The government has this morning expressed its gratitude to the car crash outside Westminster for distracting the nation from the car crash currently unfolding inside the building.
As police admitted the incident was being treated as a potential terrorist attack, ministers breathed a huge sigh of relief in anticipation of a few hours respite where their every move wasn’t criticised for the calamity it so clearly is.
“Everyone is rushing around looking for bad news to bury,” explained one Whitehall source.
“With Brexit, the homelessness figures, economic forecasts, Boris being Boris and the guys at the bank of England opening their massive mouths all the time, this couldn’t have come at a better time.

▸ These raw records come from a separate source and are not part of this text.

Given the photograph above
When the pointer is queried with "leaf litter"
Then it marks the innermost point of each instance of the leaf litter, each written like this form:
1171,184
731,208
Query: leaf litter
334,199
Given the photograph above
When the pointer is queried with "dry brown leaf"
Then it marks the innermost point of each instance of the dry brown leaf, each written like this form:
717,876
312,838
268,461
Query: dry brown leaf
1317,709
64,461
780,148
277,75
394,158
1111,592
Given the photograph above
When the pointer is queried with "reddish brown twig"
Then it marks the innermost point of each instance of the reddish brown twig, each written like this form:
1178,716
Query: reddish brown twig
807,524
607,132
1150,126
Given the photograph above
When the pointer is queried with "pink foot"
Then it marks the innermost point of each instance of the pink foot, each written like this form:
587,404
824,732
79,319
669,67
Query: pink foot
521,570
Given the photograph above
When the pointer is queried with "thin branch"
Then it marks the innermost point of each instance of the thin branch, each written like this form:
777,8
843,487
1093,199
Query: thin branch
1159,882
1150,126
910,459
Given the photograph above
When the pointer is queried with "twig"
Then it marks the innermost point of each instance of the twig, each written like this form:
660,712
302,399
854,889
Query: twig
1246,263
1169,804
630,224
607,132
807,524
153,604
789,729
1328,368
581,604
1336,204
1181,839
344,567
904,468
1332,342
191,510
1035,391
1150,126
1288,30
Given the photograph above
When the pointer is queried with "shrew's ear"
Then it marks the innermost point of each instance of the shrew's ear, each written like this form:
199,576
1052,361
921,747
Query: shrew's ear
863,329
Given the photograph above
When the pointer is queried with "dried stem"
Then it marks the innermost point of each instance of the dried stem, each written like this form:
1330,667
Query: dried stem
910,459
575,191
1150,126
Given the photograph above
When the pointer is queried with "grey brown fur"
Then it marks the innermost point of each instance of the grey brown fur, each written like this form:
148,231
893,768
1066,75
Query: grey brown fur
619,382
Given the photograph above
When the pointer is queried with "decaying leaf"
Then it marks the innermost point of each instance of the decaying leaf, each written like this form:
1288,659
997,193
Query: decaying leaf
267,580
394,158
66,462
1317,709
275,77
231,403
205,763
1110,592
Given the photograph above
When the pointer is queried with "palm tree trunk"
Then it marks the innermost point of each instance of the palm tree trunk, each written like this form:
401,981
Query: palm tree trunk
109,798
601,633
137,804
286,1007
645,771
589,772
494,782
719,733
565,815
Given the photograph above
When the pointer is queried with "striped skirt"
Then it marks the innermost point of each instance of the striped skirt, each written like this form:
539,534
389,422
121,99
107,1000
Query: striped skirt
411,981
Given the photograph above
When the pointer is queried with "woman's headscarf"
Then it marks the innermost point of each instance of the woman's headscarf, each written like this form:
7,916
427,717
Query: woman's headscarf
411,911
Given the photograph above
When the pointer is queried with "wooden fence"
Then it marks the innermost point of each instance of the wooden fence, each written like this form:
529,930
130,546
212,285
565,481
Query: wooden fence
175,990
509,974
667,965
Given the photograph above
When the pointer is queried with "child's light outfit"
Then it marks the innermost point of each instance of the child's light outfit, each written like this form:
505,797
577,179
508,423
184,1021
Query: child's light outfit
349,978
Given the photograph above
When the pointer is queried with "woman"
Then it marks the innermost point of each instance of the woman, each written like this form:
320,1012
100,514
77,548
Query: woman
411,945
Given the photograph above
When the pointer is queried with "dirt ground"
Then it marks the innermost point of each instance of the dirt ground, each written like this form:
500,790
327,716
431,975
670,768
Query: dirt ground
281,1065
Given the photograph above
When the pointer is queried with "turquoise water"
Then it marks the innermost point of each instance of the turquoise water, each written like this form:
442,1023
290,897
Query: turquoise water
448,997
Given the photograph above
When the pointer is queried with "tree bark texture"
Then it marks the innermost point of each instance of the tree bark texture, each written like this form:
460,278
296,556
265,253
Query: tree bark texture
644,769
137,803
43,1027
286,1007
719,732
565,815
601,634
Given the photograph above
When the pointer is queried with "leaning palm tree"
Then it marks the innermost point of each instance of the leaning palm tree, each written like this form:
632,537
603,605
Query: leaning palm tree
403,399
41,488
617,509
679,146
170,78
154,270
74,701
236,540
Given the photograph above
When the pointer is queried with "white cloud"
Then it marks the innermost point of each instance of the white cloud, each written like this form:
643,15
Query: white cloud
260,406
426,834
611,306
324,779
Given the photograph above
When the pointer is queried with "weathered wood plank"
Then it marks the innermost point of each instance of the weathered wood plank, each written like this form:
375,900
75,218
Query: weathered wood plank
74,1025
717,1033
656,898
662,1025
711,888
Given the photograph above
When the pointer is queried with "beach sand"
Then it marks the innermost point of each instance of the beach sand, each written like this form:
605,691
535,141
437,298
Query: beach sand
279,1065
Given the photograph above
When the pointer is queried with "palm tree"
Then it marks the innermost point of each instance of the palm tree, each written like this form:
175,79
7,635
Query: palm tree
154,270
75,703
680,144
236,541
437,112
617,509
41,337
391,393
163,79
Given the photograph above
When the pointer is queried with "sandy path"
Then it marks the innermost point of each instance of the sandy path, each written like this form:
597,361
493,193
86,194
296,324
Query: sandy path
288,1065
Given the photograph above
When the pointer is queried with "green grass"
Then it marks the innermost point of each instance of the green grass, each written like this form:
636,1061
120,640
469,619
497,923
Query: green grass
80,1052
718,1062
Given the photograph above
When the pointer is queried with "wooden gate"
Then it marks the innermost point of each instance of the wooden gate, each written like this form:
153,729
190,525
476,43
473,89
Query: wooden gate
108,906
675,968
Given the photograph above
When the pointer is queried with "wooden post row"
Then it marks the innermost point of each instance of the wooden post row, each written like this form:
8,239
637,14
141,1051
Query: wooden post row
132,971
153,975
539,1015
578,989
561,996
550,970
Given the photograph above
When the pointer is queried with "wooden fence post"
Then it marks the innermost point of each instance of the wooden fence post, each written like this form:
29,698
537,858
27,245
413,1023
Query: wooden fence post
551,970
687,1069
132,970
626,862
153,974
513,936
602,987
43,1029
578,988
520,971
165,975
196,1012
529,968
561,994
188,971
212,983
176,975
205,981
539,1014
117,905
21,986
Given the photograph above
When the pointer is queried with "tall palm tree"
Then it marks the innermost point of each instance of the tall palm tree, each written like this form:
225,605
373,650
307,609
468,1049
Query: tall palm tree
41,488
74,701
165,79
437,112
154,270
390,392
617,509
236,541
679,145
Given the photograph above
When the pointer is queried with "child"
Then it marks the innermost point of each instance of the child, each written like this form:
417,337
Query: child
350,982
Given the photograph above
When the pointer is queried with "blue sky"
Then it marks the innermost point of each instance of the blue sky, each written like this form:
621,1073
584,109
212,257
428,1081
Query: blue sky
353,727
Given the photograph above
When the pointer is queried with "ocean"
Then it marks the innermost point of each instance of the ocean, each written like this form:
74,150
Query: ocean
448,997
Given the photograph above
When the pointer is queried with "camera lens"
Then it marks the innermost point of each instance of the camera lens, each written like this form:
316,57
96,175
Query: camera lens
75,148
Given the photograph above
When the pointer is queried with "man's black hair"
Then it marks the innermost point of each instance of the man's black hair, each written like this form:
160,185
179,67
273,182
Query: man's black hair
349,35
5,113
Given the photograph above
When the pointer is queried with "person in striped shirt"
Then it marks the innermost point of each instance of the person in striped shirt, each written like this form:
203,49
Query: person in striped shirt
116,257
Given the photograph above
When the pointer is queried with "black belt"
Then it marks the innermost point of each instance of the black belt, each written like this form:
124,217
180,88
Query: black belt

“I’m not saying terrorism is a good thing, but when it’s executed as poorly as this attack, I think we should all be grateful for the enormously helpful distraction.
“Just have a look at Twitter, it’s currently a frothing mass of far-right ‘personalities’ advocating closing the borders and extraditing all Muslims – which will keep everyone occupied for a few hours. Thank god.”
Meanwhile, one such frothing far-right personality has wasted no time in using the car crash to draw attention to how important they think they should be.
“Look at me look at me!” they tweeted upon hearing the news of the incident this morning.
“Here I am, still talking about brown people and this was a brown person!” they helpfully added, in case you were unsure of the angle they were taking.
“Yes, there are no life-threatening injuries in this attack, and far more people will be killed on London’s roads this week than by terrorists, but don’t let this stop you getting angry at the foreigners!” they pleaded, before drifting off into obscurity once again.